Outro caso analisado é o de Jamie Williford, baleada nas costas aos 16 anos, em 2009. Paralisada e dependente de uma cadeira de rodas, tem necessidades contínuas de saúde e o Medicaid – um programa governamental de saúde para pessoas com baixos rendimentos – nem sempre cobre os cuidados que procura.

Jamie Williford viu-se ainda sozinha e desamparada quando, após o incidente, foi colocada numa instituição de cuidados para adultos, sem acesso a apoio psicológico, educação ou ajuda especializada, já que se tratava de uma criança com necessidade de utilizar cadeira de rodas. Ao completar 18 anos, foi obrigada a viver em casas partilhadas, desadaptadas para pessoas com mobilidade reduzida. Este problema é partilhado por outras vítimas que a Amnistia Internacional ouviu.

Burocracia sufocante

Para quem é de um ambiente mais instável ou não está acostumado a lidar com o sistema de saúde, o caminho é tortuoso. ​​A isto juntam-se as mudanças familiares ou na situação laboral.
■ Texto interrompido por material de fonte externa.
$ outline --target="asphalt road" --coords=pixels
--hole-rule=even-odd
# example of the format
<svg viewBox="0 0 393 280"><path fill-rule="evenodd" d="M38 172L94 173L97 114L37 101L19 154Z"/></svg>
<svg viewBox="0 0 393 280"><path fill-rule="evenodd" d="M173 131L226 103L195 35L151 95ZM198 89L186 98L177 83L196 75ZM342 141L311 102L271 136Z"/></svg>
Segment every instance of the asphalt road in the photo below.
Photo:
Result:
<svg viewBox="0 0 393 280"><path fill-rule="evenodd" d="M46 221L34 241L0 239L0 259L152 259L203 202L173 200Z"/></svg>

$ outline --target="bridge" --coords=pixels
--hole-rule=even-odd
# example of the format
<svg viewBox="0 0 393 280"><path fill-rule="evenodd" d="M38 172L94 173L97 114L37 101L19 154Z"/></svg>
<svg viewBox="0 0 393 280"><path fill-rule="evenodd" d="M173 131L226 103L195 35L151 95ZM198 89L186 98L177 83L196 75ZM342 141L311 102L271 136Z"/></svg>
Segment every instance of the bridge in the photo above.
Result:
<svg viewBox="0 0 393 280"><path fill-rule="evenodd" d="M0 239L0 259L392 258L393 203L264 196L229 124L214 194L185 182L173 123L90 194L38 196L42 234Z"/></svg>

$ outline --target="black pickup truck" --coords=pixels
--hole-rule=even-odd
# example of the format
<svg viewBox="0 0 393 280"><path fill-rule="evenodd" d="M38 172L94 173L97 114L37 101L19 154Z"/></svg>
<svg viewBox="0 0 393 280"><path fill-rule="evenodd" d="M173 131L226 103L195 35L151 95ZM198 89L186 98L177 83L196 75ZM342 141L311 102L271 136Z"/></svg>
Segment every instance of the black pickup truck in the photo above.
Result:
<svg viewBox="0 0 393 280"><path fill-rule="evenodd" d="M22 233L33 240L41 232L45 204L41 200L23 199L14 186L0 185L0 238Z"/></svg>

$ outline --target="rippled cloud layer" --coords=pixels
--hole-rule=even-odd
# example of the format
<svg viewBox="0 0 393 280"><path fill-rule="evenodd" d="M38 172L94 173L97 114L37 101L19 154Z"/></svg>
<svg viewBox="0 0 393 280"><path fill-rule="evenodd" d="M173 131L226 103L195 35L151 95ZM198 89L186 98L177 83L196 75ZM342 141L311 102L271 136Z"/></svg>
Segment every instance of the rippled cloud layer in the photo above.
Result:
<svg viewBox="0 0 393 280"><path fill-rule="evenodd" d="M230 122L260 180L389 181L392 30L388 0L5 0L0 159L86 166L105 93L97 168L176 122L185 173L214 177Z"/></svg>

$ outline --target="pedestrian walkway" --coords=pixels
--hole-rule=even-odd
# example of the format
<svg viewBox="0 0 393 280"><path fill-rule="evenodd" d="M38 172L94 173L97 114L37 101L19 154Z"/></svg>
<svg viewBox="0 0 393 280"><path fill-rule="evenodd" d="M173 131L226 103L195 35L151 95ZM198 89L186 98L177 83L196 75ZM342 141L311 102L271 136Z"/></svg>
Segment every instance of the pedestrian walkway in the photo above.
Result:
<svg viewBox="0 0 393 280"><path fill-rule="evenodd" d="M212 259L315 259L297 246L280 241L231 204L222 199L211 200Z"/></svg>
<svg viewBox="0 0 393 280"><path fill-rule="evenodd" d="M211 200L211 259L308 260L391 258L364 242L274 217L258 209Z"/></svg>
“Se quiser obter mais cuidados ou qualquer cobertura [Medicare], começam a perguntar se já trabalhou. Se responder ‘sim’, pedem recibos dos últimos seis meses, certidão de nascimento, cartão de segurança social. Querem tudo e nós não temos isso”

Irmão de uma vítima de tiroteio

O irmão de um homem baleado explicou à Amnistia Internacional o processo pelo qual teve de passar: “Se quiser obter mais cuidados ou qualquer cobertura [Medicare], começam a perguntar se já trabalhou. Se responder ‘sim’, pedem recibos dos últimos seis meses, certidão de nascimento, cartão de segurança social. Querem tudo e nós não temos isso”, relata.

Os pedidos de compensação também obrigam à apresentação de muitos documentos e comprovativos. Esta situação é particularmente difícil quando as vítimas estão a recuperar de lesões graves ou mudam as suas vidas.

Em 2017, o motivo mais comum para a recusa ou o arquivamento de um pedido de indemnização, em todos os estados norte-americanos, era a falta de cumprimento de todos os requisitos necessários. A falta de informação e as regras rigorosas de elegibilidade também constituíam obstáculos.